A government panel planning a new, streamlined national security policymaking body agreed Monday that it should form an inner circle of the current Security Council of Japan and look at long-term policy.
It would be comprised of the prime minister and a few Cabinet members, according to the exploratory panel's chairman, Nobuo Ishihara.
The new body would aim to speed up decision-making on national security policy, bringing together information from a variety of sources.
"We concluded that we should set up a council of core members to discuss national security from a broad and long-term viewpoint," Ishihara told reporters after a meeting of the panel of defense and diplomatic experts.

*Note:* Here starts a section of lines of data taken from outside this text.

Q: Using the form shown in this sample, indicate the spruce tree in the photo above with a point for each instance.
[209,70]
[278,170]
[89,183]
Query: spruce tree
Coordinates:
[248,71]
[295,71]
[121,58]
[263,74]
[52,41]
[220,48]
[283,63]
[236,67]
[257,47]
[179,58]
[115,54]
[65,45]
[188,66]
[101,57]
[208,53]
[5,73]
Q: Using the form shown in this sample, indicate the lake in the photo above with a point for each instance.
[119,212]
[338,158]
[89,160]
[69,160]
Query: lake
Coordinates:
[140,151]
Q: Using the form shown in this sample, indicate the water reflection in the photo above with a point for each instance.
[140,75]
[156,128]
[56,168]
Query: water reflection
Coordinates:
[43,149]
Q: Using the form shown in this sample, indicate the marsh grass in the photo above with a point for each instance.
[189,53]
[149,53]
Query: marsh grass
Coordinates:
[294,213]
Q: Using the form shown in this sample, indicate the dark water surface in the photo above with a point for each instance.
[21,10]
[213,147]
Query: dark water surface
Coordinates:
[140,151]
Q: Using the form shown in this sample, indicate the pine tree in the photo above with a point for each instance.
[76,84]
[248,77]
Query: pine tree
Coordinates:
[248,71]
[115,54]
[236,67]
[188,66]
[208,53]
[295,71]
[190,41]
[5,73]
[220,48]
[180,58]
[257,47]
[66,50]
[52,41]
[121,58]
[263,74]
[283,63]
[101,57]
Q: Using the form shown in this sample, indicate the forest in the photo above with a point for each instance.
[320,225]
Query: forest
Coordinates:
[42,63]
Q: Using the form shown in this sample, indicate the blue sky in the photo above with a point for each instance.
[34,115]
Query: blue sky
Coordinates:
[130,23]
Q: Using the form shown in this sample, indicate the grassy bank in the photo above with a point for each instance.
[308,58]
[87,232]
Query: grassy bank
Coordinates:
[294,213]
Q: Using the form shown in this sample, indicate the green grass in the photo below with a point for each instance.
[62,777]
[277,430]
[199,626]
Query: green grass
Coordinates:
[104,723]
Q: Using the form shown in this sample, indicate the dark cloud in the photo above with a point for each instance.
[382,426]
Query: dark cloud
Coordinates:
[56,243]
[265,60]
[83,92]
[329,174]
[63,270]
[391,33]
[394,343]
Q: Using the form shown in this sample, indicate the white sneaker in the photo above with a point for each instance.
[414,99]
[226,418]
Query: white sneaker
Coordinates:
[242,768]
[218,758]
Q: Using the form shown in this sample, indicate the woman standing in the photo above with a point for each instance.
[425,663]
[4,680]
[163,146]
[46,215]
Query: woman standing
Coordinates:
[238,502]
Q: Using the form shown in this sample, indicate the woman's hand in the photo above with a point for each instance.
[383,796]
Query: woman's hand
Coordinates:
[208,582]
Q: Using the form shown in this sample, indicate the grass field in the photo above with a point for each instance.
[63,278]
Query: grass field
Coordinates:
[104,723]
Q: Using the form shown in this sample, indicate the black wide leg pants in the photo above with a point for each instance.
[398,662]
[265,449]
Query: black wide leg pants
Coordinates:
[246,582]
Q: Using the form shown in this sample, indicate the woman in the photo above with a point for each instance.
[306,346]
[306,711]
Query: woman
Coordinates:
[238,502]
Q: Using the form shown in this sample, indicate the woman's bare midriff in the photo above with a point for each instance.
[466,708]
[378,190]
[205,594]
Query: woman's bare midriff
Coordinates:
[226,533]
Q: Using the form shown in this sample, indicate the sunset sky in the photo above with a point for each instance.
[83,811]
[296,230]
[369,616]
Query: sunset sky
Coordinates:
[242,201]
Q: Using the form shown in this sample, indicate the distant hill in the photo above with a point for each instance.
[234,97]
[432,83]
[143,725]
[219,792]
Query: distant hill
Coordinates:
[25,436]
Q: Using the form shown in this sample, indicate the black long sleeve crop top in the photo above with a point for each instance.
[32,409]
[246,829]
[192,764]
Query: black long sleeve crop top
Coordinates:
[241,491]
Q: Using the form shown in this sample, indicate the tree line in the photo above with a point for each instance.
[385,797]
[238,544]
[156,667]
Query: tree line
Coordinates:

Creating a body modeled on the U.S. National Security Council has been one of Prime Minister Shinzo Abe's major goals since taking office in September. Abe wants the prime minister to have greater policymaking authority.
Ishihara, a former bureaucrat who now heads the Japan Research Institute for Local Government, said the government will revise the legislation on the Security Council of Japan to set up the new body.
The current council, which consists of a minimum of nine members, will remain in place to oversee important national security issues, according to Ishihara.
He said the panel has not yet decided on the composition of the new body, the role of bureaucrats in facilitating its work or what will become of the current special adviser to the prime minister on national security, Liberal Democratic Party lawmaker Yuriko Koike.